While the court reporting providers style these valuables as “gifts,” both practically and as a matter of tax law they are not gifts but payments for services. As confirmed by a recent, thorough analysis by counsel at Hanson Bridgett, the law deems these valuables to be compensation paid to a lawyer’s or law firm’s employee in exchange for services provided: namely, giving the lawyer’s or law firm’s business, often exclusively, to one court reporting provider. 

The valuables that raise tax issues are specifically offered as quid pro quos:  valuable items offered and delivered in exchange for the scheduling of reporting business. Further, even if the kickback is characterized as a prize, award or points, the Internal Revenue Code specifically includes amounts received as prizes and awards in gross income, unless the prize or award is transferred directly to a charity.

These kickbacks are legally and logically distinct from the promotional materials that vendors, including court reporting providers, routinely use generally to “get their name out.” 

Given that the kickbacks from court reporting providers in exchange for business are payments for services rather than gifts, the Internal Revenue Code requires the recipients of those payments to treat the value of the incentives as gross income. This means that recipients must report the value of the incentives they receive as income on their tax returns. Failure to do so could result in the assessment of additional taxes, interest and penalties by the Internal Revenue Service and the Franchise Tax Board.

So, these kickbacks are taxable income to somebody. The question is: What or who is the recipient? Could the taxing authorities view these kickbacks as taxable income to the lawyer or law firm as opposed to the employee? 

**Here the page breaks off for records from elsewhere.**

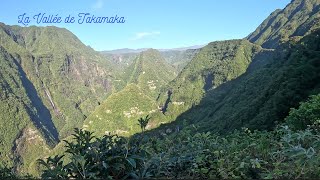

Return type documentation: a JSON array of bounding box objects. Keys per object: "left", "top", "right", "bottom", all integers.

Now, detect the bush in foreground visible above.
[{"left": 38, "top": 124, "right": 320, "bottom": 179}]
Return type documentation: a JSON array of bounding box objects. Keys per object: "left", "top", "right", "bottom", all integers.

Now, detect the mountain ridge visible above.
[
  {"left": 101, "top": 44, "right": 205, "bottom": 54},
  {"left": 247, "top": 0, "right": 320, "bottom": 48}
]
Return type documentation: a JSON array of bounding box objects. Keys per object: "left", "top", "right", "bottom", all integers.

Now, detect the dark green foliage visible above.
[
  {"left": 145, "top": 125, "right": 320, "bottom": 179},
  {"left": 38, "top": 125, "right": 320, "bottom": 179},
  {"left": 37, "top": 155, "right": 66, "bottom": 179},
  {"left": 286, "top": 94, "right": 320, "bottom": 130},
  {"left": 0, "top": 166, "right": 16, "bottom": 179},
  {"left": 38, "top": 128, "right": 149, "bottom": 179},
  {"left": 0, "top": 166, "right": 34, "bottom": 179},
  {"left": 138, "top": 115, "right": 151, "bottom": 132}
]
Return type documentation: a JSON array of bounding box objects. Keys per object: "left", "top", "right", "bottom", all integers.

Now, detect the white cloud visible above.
[
  {"left": 130, "top": 31, "right": 161, "bottom": 41},
  {"left": 92, "top": 0, "right": 104, "bottom": 10}
]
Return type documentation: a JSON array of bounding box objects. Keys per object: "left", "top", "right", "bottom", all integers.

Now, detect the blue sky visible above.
[{"left": 1, "top": 0, "right": 290, "bottom": 51}]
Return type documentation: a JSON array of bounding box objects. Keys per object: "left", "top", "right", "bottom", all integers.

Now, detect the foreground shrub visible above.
[
  {"left": 286, "top": 94, "right": 320, "bottom": 130},
  {"left": 38, "top": 128, "right": 149, "bottom": 179},
  {"left": 38, "top": 125, "right": 320, "bottom": 179}
]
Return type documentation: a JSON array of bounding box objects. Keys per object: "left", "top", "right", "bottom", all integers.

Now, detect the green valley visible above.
[{"left": 1, "top": 0, "right": 320, "bottom": 179}]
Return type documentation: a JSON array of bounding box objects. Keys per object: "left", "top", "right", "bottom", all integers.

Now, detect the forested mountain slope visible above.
[
  {"left": 122, "top": 49, "right": 176, "bottom": 98},
  {"left": 247, "top": 0, "right": 320, "bottom": 48},
  {"left": 0, "top": 23, "right": 124, "bottom": 173},
  {"left": 159, "top": 28, "right": 320, "bottom": 134},
  {"left": 83, "top": 49, "right": 176, "bottom": 136},
  {"left": 157, "top": 40, "right": 261, "bottom": 122}
]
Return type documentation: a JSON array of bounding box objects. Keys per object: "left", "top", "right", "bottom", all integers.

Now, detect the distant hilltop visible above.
[{"left": 102, "top": 44, "right": 206, "bottom": 54}]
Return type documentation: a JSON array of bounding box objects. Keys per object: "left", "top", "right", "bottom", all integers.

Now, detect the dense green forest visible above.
[
  {"left": 165, "top": 27, "right": 320, "bottom": 134},
  {"left": 157, "top": 39, "right": 261, "bottom": 123},
  {"left": 247, "top": 0, "right": 320, "bottom": 49},
  {"left": 0, "top": 23, "right": 129, "bottom": 174},
  {"left": 0, "top": 0, "right": 320, "bottom": 178},
  {"left": 3, "top": 93, "right": 320, "bottom": 179}
]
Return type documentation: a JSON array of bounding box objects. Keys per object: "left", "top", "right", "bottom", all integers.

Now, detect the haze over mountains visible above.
[
  {"left": 102, "top": 45, "right": 205, "bottom": 54},
  {"left": 101, "top": 46, "right": 201, "bottom": 73},
  {"left": 0, "top": 0, "right": 320, "bottom": 177}
]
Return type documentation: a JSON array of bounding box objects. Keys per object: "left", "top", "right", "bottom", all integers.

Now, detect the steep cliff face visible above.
[
  {"left": 0, "top": 23, "right": 124, "bottom": 137},
  {"left": 247, "top": 0, "right": 320, "bottom": 48},
  {"left": 0, "top": 23, "right": 123, "bottom": 172},
  {"left": 0, "top": 46, "right": 41, "bottom": 168}
]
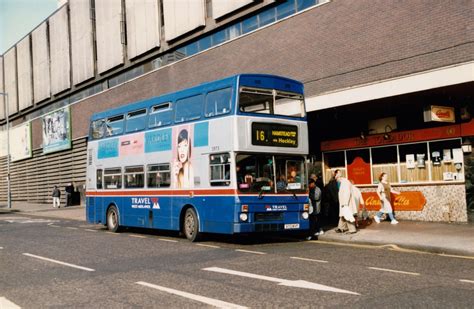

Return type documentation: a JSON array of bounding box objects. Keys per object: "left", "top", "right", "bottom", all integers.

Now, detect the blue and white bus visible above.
[{"left": 86, "top": 74, "right": 310, "bottom": 241}]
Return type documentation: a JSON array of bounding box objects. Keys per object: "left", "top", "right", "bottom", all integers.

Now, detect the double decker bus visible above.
[{"left": 86, "top": 74, "right": 310, "bottom": 241}]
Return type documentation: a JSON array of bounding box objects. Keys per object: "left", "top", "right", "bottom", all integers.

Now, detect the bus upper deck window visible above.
[
  {"left": 149, "top": 103, "right": 172, "bottom": 128},
  {"left": 106, "top": 115, "right": 124, "bottom": 136},
  {"left": 205, "top": 88, "right": 232, "bottom": 118},
  {"left": 91, "top": 119, "right": 106, "bottom": 139},
  {"left": 126, "top": 109, "right": 147, "bottom": 133},
  {"left": 175, "top": 95, "right": 203, "bottom": 123}
]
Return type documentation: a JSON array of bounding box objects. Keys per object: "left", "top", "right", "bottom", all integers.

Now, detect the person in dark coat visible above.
[
  {"left": 65, "top": 183, "right": 74, "bottom": 206},
  {"left": 323, "top": 170, "right": 341, "bottom": 226}
]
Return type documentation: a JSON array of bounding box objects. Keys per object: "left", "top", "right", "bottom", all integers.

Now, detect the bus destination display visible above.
[{"left": 251, "top": 123, "right": 298, "bottom": 147}]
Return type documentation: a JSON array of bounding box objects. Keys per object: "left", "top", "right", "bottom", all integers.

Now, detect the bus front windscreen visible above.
[
  {"left": 239, "top": 87, "right": 305, "bottom": 118},
  {"left": 236, "top": 154, "right": 306, "bottom": 193}
]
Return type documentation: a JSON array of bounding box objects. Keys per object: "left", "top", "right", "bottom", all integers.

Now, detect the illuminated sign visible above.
[
  {"left": 251, "top": 123, "right": 298, "bottom": 147},
  {"left": 424, "top": 105, "right": 455, "bottom": 123}
]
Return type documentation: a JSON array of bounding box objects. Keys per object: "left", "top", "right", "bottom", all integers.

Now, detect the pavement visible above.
[{"left": 1, "top": 202, "right": 473, "bottom": 257}]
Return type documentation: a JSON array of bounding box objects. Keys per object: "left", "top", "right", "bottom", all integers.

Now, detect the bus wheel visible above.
[
  {"left": 107, "top": 205, "right": 120, "bottom": 233},
  {"left": 183, "top": 208, "right": 200, "bottom": 242}
]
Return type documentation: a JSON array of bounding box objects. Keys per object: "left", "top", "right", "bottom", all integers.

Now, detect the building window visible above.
[
  {"left": 429, "top": 139, "right": 464, "bottom": 181},
  {"left": 147, "top": 164, "right": 171, "bottom": 188},
  {"left": 371, "top": 146, "right": 398, "bottom": 183},
  {"left": 399, "top": 143, "right": 429, "bottom": 183},
  {"left": 323, "top": 151, "right": 346, "bottom": 182}
]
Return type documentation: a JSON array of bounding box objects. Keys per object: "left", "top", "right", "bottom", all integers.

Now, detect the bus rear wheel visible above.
[
  {"left": 107, "top": 205, "right": 120, "bottom": 233},
  {"left": 183, "top": 208, "right": 200, "bottom": 242}
]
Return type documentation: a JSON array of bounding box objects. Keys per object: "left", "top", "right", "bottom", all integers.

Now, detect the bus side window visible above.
[
  {"left": 91, "top": 119, "right": 105, "bottom": 139},
  {"left": 124, "top": 166, "right": 145, "bottom": 188},
  {"left": 126, "top": 109, "right": 147, "bottom": 133},
  {"left": 106, "top": 115, "right": 124, "bottom": 136},
  {"left": 104, "top": 168, "right": 122, "bottom": 189},
  {"left": 210, "top": 153, "right": 231, "bottom": 186},
  {"left": 147, "top": 164, "right": 171, "bottom": 188},
  {"left": 96, "top": 169, "right": 103, "bottom": 189},
  {"left": 149, "top": 103, "right": 173, "bottom": 128},
  {"left": 205, "top": 88, "right": 232, "bottom": 117},
  {"left": 175, "top": 95, "right": 203, "bottom": 123}
]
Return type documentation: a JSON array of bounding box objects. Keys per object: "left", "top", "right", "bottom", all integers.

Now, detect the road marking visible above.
[
  {"left": 84, "top": 229, "right": 98, "bottom": 232},
  {"left": 129, "top": 235, "right": 148, "bottom": 239},
  {"left": 368, "top": 267, "right": 420, "bottom": 276},
  {"left": 460, "top": 279, "right": 474, "bottom": 284},
  {"left": 136, "top": 281, "right": 247, "bottom": 308},
  {"left": 290, "top": 257, "right": 328, "bottom": 263},
  {"left": 203, "top": 267, "right": 360, "bottom": 295},
  {"left": 0, "top": 297, "right": 21, "bottom": 308},
  {"left": 22, "top": 253, "right": 95, "bottom": 272},
  {"left": 235, "top": 249, "right": 266, "bottom": 255},
  {"left": 157, "top": 238, "right": 178, "bottom": 243},
  {"left": 48, "top": 225, "right": 61, "bottom": 228},
  {"left": 66, "top": 227, "right": 78, "bottom": 230},
  {"left": 438, "top": 253, "right": 474, "bottom": 260},
  {"left": 196, "top": 244, "right": 220, "bottom": 249},
  {"left": 105, "top": 232, "right": 120, "bottom": 235},
  {"left": 0, "top": 247, "right": 3, "bottom": 250}
]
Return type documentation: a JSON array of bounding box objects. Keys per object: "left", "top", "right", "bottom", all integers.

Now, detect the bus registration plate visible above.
[{"left": 284, "top": 223, "right": 300, "bottom": 229}]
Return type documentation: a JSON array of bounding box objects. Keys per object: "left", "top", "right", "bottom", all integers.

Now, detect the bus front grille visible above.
[
  {"left": 254, "top": 212, "right": 284, "bottom": 222},
  {"left": 255, "top": 223, "right": 284, "bottom": 232}
]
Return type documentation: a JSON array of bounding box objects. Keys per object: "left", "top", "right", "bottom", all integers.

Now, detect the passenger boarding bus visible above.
[{"left": 86, "top": 74, "right": 310, "bottom": 241}]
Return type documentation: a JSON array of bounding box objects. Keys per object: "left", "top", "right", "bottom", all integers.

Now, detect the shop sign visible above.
[
  {"left": 361, "top": 191, "right": 426, "bottom": 211},
  {"left": 347, "top": 157, "right": 371, "bottom": 184},
  {"left": 424, "top": 105, "right": 455, "bottom": 123}
]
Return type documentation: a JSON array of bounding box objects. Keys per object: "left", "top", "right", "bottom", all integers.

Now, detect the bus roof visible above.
[{"left": 90, "top": 74, "right": 303, "bottom": 121}]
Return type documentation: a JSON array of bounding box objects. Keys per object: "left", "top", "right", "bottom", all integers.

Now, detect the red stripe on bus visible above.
[{"left": 86, "top": 189, "right": 237, "bottom": 196}]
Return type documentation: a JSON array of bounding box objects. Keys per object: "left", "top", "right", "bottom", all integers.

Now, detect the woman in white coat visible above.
[{"left": 335, "top": 171, "right": 357, "bottom": 234}]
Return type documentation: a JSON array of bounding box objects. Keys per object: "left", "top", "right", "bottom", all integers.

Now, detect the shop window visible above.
[
  {"left": 399, "top": 143, "right": 429, "bottom": 183},
  {"left": 323, "top": 151, "right": 345, "bottom": 184},
  {"left": 346, "top": 149, "right": 371, "bottom": 185},
  {"left": 124, "top": 166, "right": 145, "bottom": 188},
  {"left": 429, "top": 139, "right": 464, "bottom": 181},
  {"left": 147, "top": 164, "right": 171, "bottom": 188},
  {"left": 371, "top": 146, "right": 398, "bottom": 184}
]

The answer is apparently uncertain. Although the IRS could view the kickbacks solely as income to the employee, it could also look at the fact that the income was earned within the scope of the employee’s employment and impute the income to the law firm or lawyer employer. 

Said another way, lawyers and law firms cannot with precision predict how the IRS will treat this income. Liability may turn on the specific facts of each case.

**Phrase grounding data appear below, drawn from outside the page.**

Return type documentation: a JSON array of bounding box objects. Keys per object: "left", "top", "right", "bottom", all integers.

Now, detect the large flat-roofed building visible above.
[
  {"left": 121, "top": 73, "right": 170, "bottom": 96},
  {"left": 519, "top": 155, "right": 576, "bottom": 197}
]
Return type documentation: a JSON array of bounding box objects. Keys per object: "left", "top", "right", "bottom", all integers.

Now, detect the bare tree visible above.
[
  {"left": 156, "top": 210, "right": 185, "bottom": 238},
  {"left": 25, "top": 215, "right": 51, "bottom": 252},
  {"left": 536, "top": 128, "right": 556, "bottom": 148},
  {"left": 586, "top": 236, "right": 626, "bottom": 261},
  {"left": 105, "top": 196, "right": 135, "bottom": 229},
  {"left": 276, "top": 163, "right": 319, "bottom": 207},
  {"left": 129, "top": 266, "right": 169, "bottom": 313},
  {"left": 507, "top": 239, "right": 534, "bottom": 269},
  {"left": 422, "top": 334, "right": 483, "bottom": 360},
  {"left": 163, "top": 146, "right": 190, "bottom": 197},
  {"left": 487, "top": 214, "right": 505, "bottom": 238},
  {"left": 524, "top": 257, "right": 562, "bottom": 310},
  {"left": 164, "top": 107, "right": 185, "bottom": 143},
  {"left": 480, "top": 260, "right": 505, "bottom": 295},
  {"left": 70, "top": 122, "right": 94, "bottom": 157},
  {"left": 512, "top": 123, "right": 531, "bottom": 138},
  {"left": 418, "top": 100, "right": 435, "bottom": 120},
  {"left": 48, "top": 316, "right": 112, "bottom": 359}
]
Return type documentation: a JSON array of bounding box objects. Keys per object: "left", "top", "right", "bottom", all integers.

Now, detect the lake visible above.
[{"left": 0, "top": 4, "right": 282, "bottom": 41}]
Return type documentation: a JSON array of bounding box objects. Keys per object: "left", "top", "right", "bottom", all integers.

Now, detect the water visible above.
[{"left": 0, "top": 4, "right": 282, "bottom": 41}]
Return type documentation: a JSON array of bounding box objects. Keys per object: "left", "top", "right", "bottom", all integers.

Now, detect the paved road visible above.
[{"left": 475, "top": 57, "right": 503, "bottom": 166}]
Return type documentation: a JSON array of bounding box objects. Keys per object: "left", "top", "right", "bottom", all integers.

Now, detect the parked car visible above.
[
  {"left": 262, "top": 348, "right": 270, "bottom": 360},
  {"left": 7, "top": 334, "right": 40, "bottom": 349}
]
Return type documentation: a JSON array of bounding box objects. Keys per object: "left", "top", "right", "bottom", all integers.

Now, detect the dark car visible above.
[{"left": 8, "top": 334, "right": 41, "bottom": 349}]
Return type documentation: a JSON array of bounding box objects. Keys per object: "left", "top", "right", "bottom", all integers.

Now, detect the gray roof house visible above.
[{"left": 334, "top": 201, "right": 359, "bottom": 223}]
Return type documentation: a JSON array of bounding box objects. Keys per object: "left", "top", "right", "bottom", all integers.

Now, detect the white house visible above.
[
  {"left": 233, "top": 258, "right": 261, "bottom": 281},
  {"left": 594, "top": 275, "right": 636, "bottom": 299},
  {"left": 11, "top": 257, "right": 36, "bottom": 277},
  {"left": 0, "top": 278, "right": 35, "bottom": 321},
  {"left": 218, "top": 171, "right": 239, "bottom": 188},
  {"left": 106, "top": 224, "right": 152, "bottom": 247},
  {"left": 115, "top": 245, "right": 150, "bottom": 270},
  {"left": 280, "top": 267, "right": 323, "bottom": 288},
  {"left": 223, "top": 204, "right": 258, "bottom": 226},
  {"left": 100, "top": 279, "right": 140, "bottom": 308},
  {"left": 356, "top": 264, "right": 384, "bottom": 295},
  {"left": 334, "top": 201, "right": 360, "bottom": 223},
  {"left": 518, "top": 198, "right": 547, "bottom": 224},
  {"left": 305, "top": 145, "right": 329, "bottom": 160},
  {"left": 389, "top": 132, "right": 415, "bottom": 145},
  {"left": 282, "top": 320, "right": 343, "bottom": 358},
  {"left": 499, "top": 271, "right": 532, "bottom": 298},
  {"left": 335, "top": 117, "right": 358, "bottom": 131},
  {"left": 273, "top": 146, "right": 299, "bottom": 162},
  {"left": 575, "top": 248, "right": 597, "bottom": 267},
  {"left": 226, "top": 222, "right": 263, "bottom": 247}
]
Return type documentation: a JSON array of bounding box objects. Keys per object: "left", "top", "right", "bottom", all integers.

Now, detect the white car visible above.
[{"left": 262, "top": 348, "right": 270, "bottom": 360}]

This is exactly why most big law firms – including mine – completely ban any such efforts to entice their employees to choose one vendor over another. We actively enforce this policy.

There are ethical issues raised by this practice as well. Lawyers and law firms should not lightly allow their employees to accept kickbacks in the selection of any vendors, but especially court reporters. Court reporters are licensed professionals providing mission-critical services to clients. As well, according to the California Supreme Court, licensed court reporters providing deposition services are “ministerial officers of the court” – literally, extensions of the court operating privately. Thus, kickbacks in the selection of officers of the court raise ethical issues.

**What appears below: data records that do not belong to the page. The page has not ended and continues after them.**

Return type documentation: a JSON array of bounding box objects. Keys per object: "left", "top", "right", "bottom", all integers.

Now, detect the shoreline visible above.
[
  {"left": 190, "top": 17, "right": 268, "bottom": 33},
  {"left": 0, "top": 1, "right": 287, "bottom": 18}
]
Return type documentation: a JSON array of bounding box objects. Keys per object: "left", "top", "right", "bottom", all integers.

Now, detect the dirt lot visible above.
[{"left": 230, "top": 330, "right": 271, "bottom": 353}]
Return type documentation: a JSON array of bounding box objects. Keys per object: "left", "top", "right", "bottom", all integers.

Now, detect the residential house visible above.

Moreover, when kickbacks rather than the quality and integrity of the reporter drive business, market forces no longer work as well as they should to promote quality and price, the two things most important to clients in the selection of a reporter.

For all these reasons, law firms and lawyers averse to tax liabilities may want seriously to consider the potential ethical, legal and tax complications of allowing their employees to accept kickbacks.

However a lawyer or law firm confronts and resolves the question, it would be wise for the lawyer or law firm managing partner to make a decision with eyes open, realizing that the reporter scheduled to report their deposition, trial or court hearing may have been selected based solely on the kickbacks being offered rather than on bases important to the lawyer and the client.

Stephen J. Walwyn recently retired from the law firm of Mitchell & Walwyn in San Jose, where he specialized in plaintiff’s personal injury representation. He is married to a founder of the California Deposition Reporter’s Association, one of the nation’s largest trade groups representing court reporters, including deposition reporters.